When I first started “blogging” I thought it was a good way to supplement my radio programme with written material, talk about jazz performances in Trinidad and Tobago, share information and thoughts about festivals in the Caribbean, highlight projects that I might have been involved in. When the station that aired my radio programme went off air, the weekly Jazz Fusion performances I talked about stopped, the Barbados Jazz Festival ended it’s seventeen-year run, several other invitations to jazz festivals last year did not materialize, and I got busy doing projects and didn’t seem to have enough time to write about them, I stopped “blogging”. Last night I found a great reason to start “blogging” again.

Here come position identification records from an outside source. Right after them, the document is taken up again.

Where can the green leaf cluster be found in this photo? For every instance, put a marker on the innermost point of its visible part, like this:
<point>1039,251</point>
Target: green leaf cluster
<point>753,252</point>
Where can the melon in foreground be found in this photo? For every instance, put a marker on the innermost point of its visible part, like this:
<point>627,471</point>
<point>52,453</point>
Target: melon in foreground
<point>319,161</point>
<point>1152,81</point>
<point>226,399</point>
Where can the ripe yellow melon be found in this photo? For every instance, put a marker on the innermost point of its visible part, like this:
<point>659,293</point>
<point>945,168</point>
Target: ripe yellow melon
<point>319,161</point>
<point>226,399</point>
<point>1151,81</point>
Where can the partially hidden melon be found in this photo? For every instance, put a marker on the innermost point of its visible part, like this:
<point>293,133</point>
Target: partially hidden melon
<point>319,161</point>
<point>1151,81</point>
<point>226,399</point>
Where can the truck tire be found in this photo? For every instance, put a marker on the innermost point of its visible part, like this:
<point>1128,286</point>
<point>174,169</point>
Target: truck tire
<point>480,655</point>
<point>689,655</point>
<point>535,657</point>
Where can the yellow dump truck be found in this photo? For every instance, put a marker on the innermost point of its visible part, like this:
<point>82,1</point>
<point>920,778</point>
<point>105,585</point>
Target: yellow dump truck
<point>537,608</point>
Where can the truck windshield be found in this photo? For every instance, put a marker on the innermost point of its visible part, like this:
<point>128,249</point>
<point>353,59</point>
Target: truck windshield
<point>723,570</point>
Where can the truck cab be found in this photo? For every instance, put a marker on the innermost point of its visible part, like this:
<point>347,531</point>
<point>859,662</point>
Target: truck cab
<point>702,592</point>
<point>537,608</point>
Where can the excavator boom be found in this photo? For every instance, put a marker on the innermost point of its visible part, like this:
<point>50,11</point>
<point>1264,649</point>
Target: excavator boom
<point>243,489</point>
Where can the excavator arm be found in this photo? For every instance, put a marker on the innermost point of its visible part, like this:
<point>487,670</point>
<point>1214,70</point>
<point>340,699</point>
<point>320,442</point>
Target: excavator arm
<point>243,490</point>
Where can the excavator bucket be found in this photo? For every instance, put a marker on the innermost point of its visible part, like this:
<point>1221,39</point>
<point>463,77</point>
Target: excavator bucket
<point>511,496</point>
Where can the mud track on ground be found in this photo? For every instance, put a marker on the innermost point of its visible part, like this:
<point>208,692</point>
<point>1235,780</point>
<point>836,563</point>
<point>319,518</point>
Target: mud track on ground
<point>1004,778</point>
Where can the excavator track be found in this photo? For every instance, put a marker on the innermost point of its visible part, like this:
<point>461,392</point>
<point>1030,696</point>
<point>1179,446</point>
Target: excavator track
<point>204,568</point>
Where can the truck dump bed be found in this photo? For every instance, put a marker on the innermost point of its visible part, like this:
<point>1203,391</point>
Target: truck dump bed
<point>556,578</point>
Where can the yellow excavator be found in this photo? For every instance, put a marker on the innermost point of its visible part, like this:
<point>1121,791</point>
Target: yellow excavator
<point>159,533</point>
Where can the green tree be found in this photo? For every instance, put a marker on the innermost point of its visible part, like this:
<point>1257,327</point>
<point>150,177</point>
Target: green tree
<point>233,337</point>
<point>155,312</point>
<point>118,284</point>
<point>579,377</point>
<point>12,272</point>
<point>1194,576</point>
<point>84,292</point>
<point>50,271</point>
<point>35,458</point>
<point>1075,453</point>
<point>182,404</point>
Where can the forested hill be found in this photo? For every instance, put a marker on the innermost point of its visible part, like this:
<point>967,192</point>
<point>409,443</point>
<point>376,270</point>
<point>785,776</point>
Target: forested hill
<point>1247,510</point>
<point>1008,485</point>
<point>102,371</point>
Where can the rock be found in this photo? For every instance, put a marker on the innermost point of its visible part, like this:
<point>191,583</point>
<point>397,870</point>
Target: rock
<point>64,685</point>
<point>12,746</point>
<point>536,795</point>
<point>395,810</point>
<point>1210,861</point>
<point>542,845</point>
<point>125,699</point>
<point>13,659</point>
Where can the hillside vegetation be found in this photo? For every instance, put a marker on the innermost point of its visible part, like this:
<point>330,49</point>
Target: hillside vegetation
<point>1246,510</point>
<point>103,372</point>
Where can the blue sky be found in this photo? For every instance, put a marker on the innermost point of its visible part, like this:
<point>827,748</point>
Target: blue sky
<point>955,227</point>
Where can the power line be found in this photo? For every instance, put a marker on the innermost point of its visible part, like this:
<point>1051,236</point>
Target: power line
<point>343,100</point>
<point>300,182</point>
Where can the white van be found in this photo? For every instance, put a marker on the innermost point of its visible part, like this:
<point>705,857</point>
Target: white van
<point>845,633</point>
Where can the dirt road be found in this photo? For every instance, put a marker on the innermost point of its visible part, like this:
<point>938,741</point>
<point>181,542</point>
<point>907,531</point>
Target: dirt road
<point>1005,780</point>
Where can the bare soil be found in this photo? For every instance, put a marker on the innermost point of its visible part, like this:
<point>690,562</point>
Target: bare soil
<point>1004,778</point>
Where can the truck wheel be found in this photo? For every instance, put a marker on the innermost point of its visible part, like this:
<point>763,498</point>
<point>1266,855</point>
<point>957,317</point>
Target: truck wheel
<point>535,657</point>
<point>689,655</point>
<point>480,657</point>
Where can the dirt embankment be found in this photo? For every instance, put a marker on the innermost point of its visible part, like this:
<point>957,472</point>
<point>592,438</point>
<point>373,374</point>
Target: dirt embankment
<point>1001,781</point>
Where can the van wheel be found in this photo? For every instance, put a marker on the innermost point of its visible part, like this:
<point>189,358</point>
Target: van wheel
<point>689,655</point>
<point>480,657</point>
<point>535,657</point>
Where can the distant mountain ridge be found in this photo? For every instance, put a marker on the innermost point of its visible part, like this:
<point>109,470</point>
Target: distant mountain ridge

Last night I went to hear Mikhail Salcedo and his quintet at Casa de Ibiza. I went mostly to support a young talented bassist that I love, Jeremy McIntosh. I walked in just as they started the last song in the first set, Green Dolphin Street. It was built around the rhythmic pattern played by Shiva Manick on the tabla and the sitar inspired lines played by Dean Williams on the guitar and featured solos by the two. It was a great start for me. The intermission only helped to make me feel more inspired by the event as I got to connect with many fellow musicians including Ray Holman, Anthony Woodroffe, Raf Robertson, Keith Maynard, Ming, Roger Salloum, and more importantly with members of the band, my Tunapuna neighbour James Fenton who played percussion, Jeremy McIntosh, and the drummer Curtis Jones an old friend from Tropical Angel Harps. It was also good seeing some of the regular supporters of jazz events, especially Hue Loy.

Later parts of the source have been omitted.